Bağdat’ın Kerh mahallesinde doğdu. Tasavvuf tarihinin en büyük şahsiyetlerinden olan Mar’ûf-i Kerhî’nin önemi daha çok Kâdiriyye, Halvetiyye, Nakşibendiyye, Rifâiyye, Desukıyye, Mevleviyye, Safeviyye, Ni’metullâhiyye, Nurbahşiyye, Bektaşiyye gibi birçok tarikatın silsilesinin kendisiyle devam etmesinden kaynaklanmaktadır.
İranlı hıristiyan bir anne ve babanın çocuğu iken, hıristiyanlığı öğrenmesi için bir rahibe gönderilmişti. Kardeşi Îsâ O’nun İslama gelişini şöyle anlatmaktadır: “Ben ve kardeşim Ma’rûf bir okula gidiyorduk. Hıristiyan idik. Hıristiyan hoca (râhib) çocuklara (Hâşâ) Allahü teâlâ üçtür. Baba, Oğul, Rûh’ül-kudûs derdi. Kardeşim Ma’rûf, Allah birdir birdir diye bağırırdı. Râhib O’nu her tarafı yara bere içerisinde bırakacak şekilde döverdi.
Marufu Kerhi’nin Duası
Anlamı: Dinim için, dünyam için, beni ilgilendiren meselelerim için kerim olan Allah bana kafidir. Bana zulmedenden daha kuvvetli bulunan alim olan Allah bana yeter. Bana kötülükle yaklaşanın belini kırabilecek derecede şiddet ve kuvvete sahip olan Allah bana kafidir.

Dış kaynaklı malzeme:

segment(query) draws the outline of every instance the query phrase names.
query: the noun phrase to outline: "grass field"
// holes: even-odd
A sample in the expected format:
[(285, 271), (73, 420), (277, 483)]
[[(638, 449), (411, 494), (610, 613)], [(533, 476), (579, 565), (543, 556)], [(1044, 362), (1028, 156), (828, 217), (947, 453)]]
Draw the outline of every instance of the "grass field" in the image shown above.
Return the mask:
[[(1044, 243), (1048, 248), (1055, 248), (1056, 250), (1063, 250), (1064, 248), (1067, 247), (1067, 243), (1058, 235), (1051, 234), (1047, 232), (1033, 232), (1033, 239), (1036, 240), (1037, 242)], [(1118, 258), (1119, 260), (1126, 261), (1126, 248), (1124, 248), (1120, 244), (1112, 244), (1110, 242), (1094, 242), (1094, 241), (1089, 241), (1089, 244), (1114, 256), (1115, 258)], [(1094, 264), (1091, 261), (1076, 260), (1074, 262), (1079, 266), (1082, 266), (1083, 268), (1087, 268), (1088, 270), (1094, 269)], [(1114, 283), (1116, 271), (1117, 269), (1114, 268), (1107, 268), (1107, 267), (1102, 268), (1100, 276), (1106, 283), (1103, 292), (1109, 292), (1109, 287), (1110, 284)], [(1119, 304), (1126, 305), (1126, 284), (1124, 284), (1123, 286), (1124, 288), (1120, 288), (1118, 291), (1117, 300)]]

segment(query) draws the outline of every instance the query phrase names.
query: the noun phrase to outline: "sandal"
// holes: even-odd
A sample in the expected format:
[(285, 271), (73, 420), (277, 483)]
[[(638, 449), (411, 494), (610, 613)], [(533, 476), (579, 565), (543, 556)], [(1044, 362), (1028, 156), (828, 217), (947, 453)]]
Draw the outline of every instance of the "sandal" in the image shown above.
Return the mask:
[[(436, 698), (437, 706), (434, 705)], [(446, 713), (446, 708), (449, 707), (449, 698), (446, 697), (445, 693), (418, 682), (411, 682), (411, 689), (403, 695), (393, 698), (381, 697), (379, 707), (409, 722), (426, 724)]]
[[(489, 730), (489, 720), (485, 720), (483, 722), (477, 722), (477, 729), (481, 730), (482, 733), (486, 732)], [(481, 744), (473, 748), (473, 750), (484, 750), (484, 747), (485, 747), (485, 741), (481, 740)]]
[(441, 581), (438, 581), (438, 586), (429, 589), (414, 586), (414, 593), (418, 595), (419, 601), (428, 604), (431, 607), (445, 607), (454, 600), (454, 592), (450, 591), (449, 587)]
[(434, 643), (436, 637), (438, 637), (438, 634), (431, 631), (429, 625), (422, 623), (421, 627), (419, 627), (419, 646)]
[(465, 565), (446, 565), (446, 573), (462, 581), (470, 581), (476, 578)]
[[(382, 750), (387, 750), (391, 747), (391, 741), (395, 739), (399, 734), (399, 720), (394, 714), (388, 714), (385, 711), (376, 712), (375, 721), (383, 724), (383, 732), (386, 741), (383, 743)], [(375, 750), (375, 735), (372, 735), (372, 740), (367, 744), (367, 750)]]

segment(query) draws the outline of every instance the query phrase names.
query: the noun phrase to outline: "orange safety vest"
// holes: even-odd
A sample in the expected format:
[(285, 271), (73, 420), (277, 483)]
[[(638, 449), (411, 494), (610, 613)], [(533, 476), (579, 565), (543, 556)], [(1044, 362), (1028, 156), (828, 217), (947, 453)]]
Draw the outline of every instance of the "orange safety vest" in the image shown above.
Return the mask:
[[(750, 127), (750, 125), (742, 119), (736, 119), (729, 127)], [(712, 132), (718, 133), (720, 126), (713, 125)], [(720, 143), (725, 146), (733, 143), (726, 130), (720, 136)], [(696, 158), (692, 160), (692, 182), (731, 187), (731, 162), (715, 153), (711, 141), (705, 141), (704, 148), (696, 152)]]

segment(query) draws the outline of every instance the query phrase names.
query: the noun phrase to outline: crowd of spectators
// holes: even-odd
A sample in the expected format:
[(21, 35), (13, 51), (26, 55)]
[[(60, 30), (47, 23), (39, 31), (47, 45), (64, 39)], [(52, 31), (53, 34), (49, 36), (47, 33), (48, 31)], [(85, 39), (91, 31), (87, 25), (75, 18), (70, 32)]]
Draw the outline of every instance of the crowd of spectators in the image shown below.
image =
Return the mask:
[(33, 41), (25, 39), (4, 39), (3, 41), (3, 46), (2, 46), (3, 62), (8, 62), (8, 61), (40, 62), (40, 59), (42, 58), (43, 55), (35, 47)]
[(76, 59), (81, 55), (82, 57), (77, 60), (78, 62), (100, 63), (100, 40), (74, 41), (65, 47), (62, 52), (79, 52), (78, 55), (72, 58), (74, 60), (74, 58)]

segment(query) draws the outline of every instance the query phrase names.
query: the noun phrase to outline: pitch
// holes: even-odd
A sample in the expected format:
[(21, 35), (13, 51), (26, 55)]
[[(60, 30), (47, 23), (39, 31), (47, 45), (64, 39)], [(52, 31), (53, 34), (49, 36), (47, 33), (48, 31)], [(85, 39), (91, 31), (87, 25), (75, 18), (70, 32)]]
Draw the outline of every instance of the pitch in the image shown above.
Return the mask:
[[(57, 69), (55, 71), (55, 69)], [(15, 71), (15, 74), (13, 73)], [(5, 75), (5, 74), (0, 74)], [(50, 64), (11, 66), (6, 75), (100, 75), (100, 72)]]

Rahim olan Allah ölüm anında bana kafidir. Kabirde sorguya çekildiğim anda Allah bana kafidir. Hesap zamanında kerim olan Allah bana kafidir. Mizanın yanında latif olan Allah bana kafidir. Sıratın yanında, kadir olan Allah bana kafidir. Allah bana kafidir. İlah ancak O’dur. O’na yaslanırım. O büyük arşın sahibidir.